ISIS discontinued the economic life cycles in the areas under its control, monopolized businesses such as oil refineries and internet cafes, and took over public utilities including electricity and water. In the mean time, the businesses of people in these regions are confined to transportation, agriculture, and small trades.
Abu Younis at-Tadmouri, an activist from Palmyra, said: “ISIS deprives the people of Palmyra from their income sources. It prevented the employees from going to their work, the students from attending their universities, and the movement of the citizens of the city is restricted to ISIS-held areas between Raqqa, Al-Mayadin, and Mosul.”

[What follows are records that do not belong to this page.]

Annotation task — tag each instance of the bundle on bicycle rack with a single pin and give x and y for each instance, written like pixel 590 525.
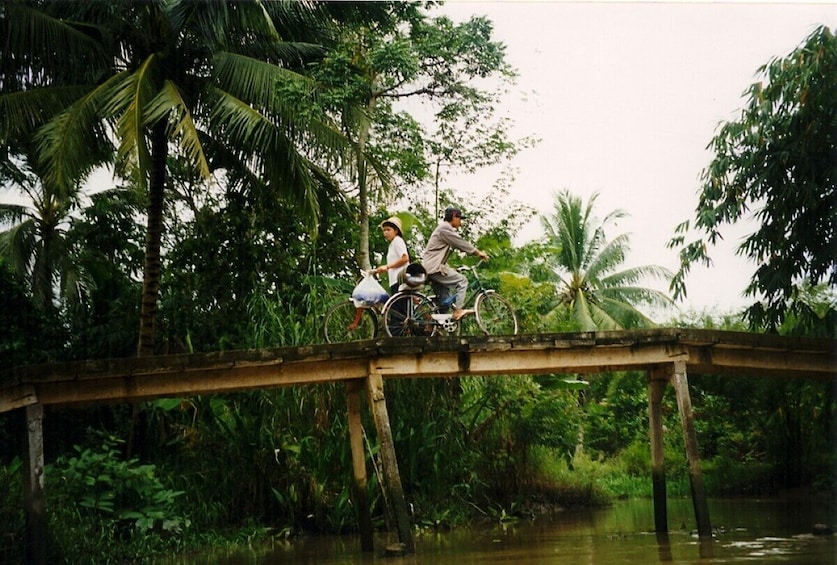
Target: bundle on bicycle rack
pixel 413 276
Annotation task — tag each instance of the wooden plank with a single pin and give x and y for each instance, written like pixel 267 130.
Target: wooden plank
pixel 360 495
pixel 656 387
pixel 378 405
pixel 34 497
pixel 684 405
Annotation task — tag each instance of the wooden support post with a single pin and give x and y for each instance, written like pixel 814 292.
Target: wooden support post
pixel 656 387
pixel 377 402
pixel 33 483
pixel 359 490
pixel 684 405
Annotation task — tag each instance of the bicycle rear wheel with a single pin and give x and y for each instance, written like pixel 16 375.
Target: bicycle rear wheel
pixel 495 315
pixel 345 322
pixel 409 314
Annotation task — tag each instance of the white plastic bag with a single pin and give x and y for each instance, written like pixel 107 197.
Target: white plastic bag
pixel 369 292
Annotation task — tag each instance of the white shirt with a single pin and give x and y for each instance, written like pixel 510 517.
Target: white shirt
pixel 397 249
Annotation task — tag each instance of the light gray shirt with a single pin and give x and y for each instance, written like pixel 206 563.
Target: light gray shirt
pixel 444 238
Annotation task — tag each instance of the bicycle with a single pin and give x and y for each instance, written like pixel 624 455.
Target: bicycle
pixel 410 312
pixel 349 320
pixel 413 313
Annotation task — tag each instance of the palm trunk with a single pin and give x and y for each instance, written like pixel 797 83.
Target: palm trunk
pixel 153 237
pixel 364 257
pixel 151 274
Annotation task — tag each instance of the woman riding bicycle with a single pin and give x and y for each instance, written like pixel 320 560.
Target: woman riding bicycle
pixel 397 255
pixel 435 257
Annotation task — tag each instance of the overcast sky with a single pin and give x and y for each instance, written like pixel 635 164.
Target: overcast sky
pixel 625 97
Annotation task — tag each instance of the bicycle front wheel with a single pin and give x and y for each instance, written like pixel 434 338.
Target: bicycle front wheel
pixel 345 322
pixel 409 314
pixel 495 315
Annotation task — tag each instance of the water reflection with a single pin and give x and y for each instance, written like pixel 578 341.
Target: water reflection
pixel 751 531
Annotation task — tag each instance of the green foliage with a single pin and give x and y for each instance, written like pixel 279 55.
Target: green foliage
pixel 105 507
pixel 29 335
pixel 778 157
pixel 584 269
pixel 616 412
pixel 12 523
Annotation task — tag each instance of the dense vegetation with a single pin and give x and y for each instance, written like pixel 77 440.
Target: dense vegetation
pixel 253 259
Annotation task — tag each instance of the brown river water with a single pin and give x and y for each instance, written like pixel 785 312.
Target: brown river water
pixel 746 530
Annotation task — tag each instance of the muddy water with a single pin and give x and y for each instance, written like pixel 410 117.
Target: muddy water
pixel 768 530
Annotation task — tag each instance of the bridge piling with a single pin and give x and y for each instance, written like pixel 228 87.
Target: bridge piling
pixel 684 406
pixel 656 388
pixel 33 486
pixel 359 490
pixel 392 478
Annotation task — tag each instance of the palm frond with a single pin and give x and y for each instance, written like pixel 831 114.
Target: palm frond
pixel 58 141
pixel 169 104
pixel 129 102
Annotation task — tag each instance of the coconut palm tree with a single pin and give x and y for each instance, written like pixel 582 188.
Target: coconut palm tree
pixel 153 78
pixel 586 268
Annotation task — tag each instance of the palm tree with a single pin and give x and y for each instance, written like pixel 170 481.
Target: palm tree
pixel 599 296
pixel 162 76
pixel 34 243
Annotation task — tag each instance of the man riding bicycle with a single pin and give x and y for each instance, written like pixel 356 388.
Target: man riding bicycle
pixel 447 281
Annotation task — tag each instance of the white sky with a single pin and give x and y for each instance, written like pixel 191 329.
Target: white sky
pixel 625 97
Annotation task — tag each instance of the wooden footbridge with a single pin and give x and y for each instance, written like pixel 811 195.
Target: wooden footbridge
pixel 666 354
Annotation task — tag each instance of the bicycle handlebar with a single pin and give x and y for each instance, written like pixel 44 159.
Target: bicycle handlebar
pixel 463 268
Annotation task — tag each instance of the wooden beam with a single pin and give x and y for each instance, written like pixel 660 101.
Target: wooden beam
pixel 359 490
pixel 684 405
pixel 658 379
pixel 33 484
pixel 377 402
pixel 517 361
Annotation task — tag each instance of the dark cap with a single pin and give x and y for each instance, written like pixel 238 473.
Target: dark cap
pixel 452 213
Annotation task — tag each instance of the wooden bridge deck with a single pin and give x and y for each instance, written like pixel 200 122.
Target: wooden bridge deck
pixel 703 351
pixel 666 354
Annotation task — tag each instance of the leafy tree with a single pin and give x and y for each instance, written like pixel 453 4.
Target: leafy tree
pixel 407 56
pixel 157 76
pixel 585 266
pixel 780 158
pixel 35 246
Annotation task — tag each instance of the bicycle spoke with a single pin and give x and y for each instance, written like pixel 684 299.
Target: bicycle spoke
pixel 409 314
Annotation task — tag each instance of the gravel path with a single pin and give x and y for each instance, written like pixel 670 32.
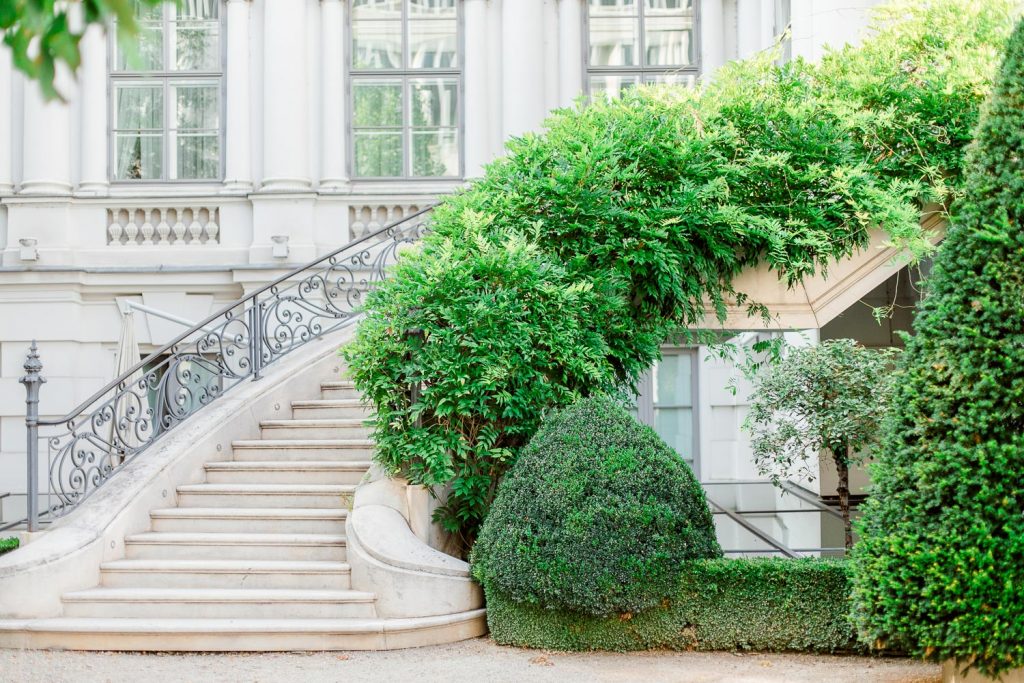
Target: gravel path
pixel 472 662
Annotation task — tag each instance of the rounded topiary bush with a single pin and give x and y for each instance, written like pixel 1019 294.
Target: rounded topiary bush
pixel 940 567
pixel 596 516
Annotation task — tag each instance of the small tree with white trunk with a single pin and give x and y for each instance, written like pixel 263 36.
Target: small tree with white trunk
pixel 829 397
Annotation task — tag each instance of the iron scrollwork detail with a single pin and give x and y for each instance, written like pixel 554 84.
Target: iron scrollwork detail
pixel 93 442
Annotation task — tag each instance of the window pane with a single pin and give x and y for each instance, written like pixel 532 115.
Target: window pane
pixel 612 7
pixel 376 9
pixel 676 427
pixel 198 157
pixel 377 155
pixel 610 85
pixel 377 103
pixel 435 153
pixel 197 47
pixel 137 157
pixel 432 8
pixel 377 45
pixel 689 80
pixel 138 108
pixel 613 42
pixel 196 107
pixel 432 44
pixel 652 7
pixel 198 10
pixel 143 52
pixel 673 380
pixel 669 41
pixel 434 101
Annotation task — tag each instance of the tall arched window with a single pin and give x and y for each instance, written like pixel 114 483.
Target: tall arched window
pixel 640 41
pixel 166 95
pixel 404 67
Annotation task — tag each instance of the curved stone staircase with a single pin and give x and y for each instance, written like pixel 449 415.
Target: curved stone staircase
pixel 254 558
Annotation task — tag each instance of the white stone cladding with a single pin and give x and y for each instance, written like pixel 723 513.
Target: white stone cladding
pixel 286 171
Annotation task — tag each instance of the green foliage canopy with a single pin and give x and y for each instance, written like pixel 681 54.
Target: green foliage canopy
pixel 597 516
pixel 659 199
pixel 940 567
pixel 43 34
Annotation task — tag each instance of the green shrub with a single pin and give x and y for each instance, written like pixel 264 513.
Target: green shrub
pixel 659 200
pixel 7 545
pixel 526 337
pixel 724 604
pixel 596 516
pixel 941 565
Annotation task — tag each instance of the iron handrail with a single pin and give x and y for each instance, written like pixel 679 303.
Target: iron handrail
pixel 222 311
pixel 233 344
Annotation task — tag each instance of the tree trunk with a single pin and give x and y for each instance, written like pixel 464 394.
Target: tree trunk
pixel 843 469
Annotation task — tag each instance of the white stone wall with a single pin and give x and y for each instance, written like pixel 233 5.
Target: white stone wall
pixel 284 174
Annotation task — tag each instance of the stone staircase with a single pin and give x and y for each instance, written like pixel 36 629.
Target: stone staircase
pixel 253 558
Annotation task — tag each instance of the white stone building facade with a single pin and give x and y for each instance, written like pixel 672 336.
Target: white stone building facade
pixel 238 138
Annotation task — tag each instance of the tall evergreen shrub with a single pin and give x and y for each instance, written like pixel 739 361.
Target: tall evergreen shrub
pixel 941 565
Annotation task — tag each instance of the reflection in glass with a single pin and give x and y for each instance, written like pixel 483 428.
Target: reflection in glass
pixel 613 42
pixel 377 103
pixel 377 155
pixel 432 44
pixel 377 45
pixel 435 153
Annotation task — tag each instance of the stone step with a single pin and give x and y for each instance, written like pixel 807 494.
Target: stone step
pixel 224 546
pixel 306 450
pixel 287 471
pixel 318 409
pixel 208 635
pixel 226 573
pixel 217 603
pixel 351 429
pixel 250 520
pixel 339 390
pixel 265 496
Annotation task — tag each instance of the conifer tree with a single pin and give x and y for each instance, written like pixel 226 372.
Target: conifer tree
pixel 940 569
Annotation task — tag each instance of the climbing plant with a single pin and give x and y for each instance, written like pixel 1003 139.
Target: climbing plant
pixel 657 201
pixel 940 568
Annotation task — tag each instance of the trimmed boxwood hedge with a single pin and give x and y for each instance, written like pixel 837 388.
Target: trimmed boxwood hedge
pixel 7 545
pixel 597 516
pixel 723 604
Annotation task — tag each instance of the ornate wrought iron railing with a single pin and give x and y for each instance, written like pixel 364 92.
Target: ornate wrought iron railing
pixel 92 442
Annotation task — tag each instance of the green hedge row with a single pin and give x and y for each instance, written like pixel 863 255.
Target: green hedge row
pixel 723 604
pixel 7 545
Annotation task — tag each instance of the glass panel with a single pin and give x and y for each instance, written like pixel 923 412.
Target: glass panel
pixel 432 8
pixel 434 101
pixel 689 80
pixel 198 157
pixel 377 103
pixel 197 47
pixel 377 155
pixel 138 108
pixel 674 380
pixel 377 9
pixel 435 153
pixel 610 85
pixel 138 157
pixel 668 41
pixel 675 425
pixel 432 44
pixel 654 7
pixel 613 42
pixel 612 7
pixel 143 52
pixel 377 45
pixel 198 10
pixel 197 107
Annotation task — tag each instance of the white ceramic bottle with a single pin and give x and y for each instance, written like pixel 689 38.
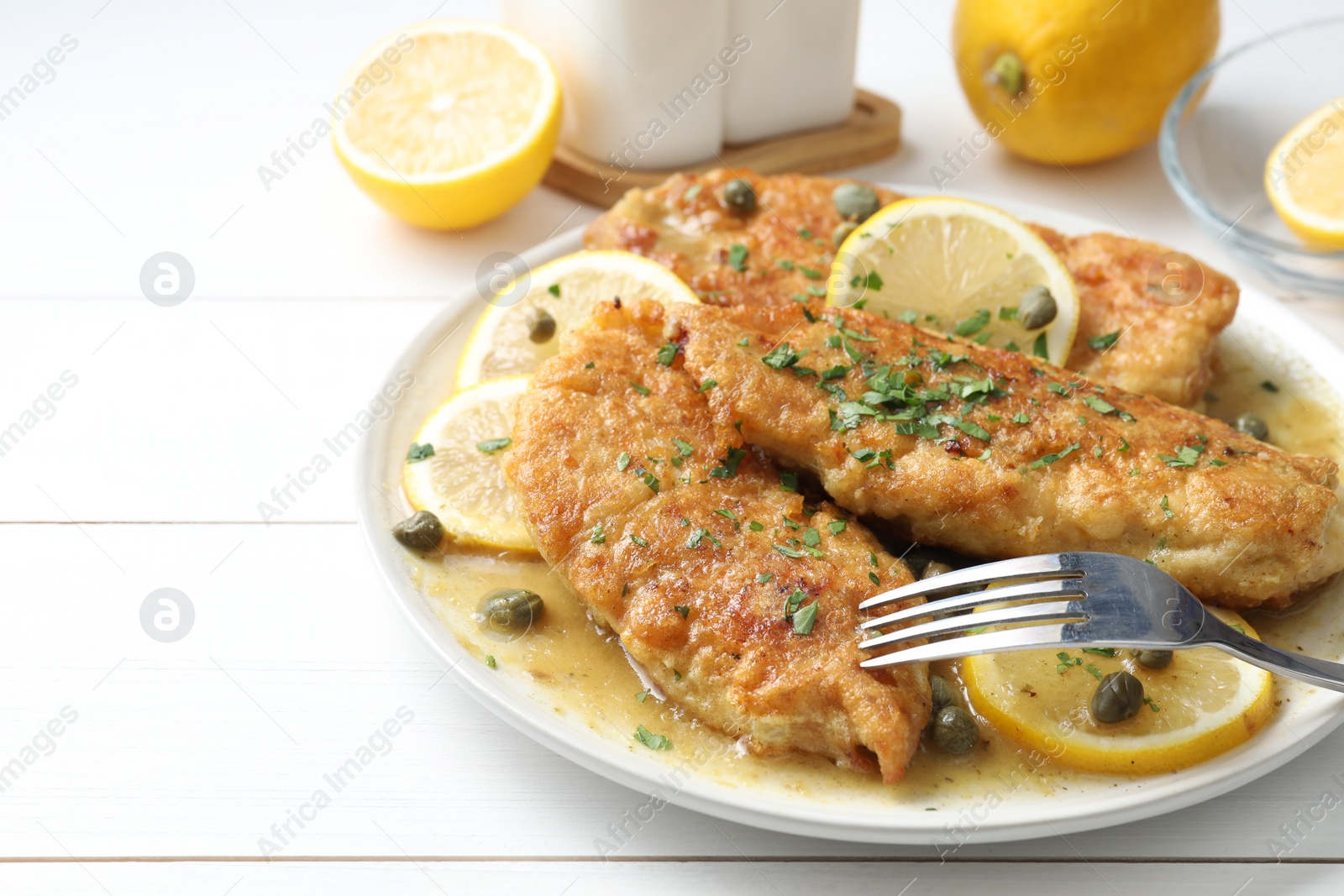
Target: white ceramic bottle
pixel 800 70
pixel 638 93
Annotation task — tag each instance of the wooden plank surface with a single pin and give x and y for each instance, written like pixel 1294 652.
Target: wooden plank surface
pixel 296 658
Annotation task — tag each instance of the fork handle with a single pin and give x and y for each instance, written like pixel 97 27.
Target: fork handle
pixel 1294 665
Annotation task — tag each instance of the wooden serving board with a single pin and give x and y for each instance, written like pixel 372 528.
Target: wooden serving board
pixel 871 132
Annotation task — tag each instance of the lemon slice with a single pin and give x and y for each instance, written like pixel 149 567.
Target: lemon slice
pixel 1202 705
pixel 564 289
pixel 463 481
pixel 1304 176
pixel 960 268
pixel 448 123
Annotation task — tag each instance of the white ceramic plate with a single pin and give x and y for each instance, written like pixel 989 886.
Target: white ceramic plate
pixel 1283 343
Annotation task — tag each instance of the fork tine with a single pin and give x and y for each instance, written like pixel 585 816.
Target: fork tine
pixel 1053 611
pixel 1021 569
pixel 1026 638
pixel 1026 591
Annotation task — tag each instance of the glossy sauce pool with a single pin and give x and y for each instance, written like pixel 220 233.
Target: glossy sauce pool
pixel 582 673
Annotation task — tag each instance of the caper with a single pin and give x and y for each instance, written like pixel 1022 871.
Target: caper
pixel 1119 696
pixel 954 731
pixel 842 231
pixel 942 694
pixel 739 196
pixel 857 202
pixel 1037 308
pixel 1253 426
pixel 933 569
pixel 541 325
pixel 1155 658
pixel 421 532
pixel 511 610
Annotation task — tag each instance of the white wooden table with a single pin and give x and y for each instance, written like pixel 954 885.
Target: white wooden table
pixel 148 470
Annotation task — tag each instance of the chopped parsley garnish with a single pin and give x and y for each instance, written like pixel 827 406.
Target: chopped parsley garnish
pixel 1104 342
pixel 738 257
pixel 418 453
pixel 698 537
pixel 1187 456
pixel 1097 405
pixel 729 465
pixel 974 324
pixel 806 618
pixel 490 446
pixel 652 741
pixel 1052 458
pixel 972 429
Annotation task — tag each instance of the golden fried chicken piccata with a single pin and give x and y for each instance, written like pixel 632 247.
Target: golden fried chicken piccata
pixel 737 598
pixel 1162 349
pixel 996 454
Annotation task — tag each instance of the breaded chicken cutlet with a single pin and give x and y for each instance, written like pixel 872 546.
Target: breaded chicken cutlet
pixel 1163 351
pixel 996 454
pixel 738 600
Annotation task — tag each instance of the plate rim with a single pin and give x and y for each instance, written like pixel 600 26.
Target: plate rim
pixel 1146 799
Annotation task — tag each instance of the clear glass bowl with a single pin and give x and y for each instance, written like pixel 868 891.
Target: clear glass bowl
pixel 1221 128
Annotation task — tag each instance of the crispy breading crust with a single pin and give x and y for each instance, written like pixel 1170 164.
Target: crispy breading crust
pixel 732 658
pixel 1164 351
pixel 1238 521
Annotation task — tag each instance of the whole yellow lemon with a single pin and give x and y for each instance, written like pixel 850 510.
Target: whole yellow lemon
pixel 1079 81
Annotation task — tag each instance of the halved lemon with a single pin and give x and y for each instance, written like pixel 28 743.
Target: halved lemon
pixel 1304 176
pixel 956 266
pixel 1200 705
pixel 448 123
pixel 463 479
pixel 557 297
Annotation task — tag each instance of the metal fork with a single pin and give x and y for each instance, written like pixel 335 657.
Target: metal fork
pixel 1068 600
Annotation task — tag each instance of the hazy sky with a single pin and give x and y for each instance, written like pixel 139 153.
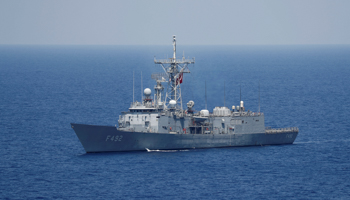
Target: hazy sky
pixel 152 22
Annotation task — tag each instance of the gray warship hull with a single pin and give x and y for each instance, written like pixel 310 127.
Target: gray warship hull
pixel 107 139
pixel 161 123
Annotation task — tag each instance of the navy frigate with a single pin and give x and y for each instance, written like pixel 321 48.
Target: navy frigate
pixel 161 123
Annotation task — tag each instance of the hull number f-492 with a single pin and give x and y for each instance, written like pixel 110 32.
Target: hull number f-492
pixel 116 138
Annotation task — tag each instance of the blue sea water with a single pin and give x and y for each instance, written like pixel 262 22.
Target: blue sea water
pixel 45 88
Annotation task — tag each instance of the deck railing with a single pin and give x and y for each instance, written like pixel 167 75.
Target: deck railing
pixel 270 130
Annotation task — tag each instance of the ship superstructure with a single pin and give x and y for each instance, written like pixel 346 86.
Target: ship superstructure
pixel 160 122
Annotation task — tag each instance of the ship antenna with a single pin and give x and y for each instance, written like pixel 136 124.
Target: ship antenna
pixel 240 93
pixel 259 96
pixel 133 86
pixel 224 94
pixel 206 95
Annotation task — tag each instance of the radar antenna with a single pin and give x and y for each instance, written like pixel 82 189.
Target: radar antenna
pixel 174 69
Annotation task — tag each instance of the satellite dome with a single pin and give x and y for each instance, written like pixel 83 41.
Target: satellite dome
pixel 172 103
pixel 147 92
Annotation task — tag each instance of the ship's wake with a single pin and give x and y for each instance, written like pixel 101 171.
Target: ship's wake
pixel 150 150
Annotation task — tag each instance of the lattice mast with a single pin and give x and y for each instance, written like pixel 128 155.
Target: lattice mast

ISIS has prohibited the employment of women, except for pro-ISIS women and the wives of ISIS fighters.
Dr. Muhsen, a professor of the Faculty of Economics at the University of Aleppo, said that he is currently unemployed and that his daily work is to go to the mosque and return home, wearing the same clothes as ISIS’ followers: a short thawb.
Dr. Muhsen denies that ISIS intervenes in his daily life: however, he says that job opportunities are limited here and that one either has to swear allegiance to the organization and obatin some privileges or suffer from poverty and unemployment.
ISIS monopolized the fuel trade and issued special cards to its supporters that allow them to transport fuel from opposition-held areas to ISIS-held areas. The group opened special markets for this trade, while the upper echelon of the organization controls the oil trade between ISIS on one side and the regime and neighboring countries on the other.
The agricultural sector within the ISIS-held areas witnessed huge losses as a result of the takeover of wide areas of agricultural lands, and the confiscation of the residences of their owners.
Abu al-Mutasem, a resident of the town of Ar-Raii in the eastern countryside of Aleppo, said: “ISIS fighters confiscated my house after I refused to shelter one of them. I told them I have daughters and I was concerned about them, but the organization’s only answer was throwing me out of the house. They confiscated my land, too”. Difficult economic conditions imposed by ISIS pushed hundreds of young men in those areas to join the organization to earn a proper amount of income or to gain power that can be tempting to them.
Nasser Mohammed, an activist, said that nearly 1,200 young men from the city of Palmyra joined ISIS during the past few days, having exhausted all opportunities to live in the city.
According to reports from ISIS-held areas, local fighters are paid the equivalent of 200 U.S. dollars and a basket of food, while foreign fighters are paid a minimum of 1,000 – 1,500 dollars.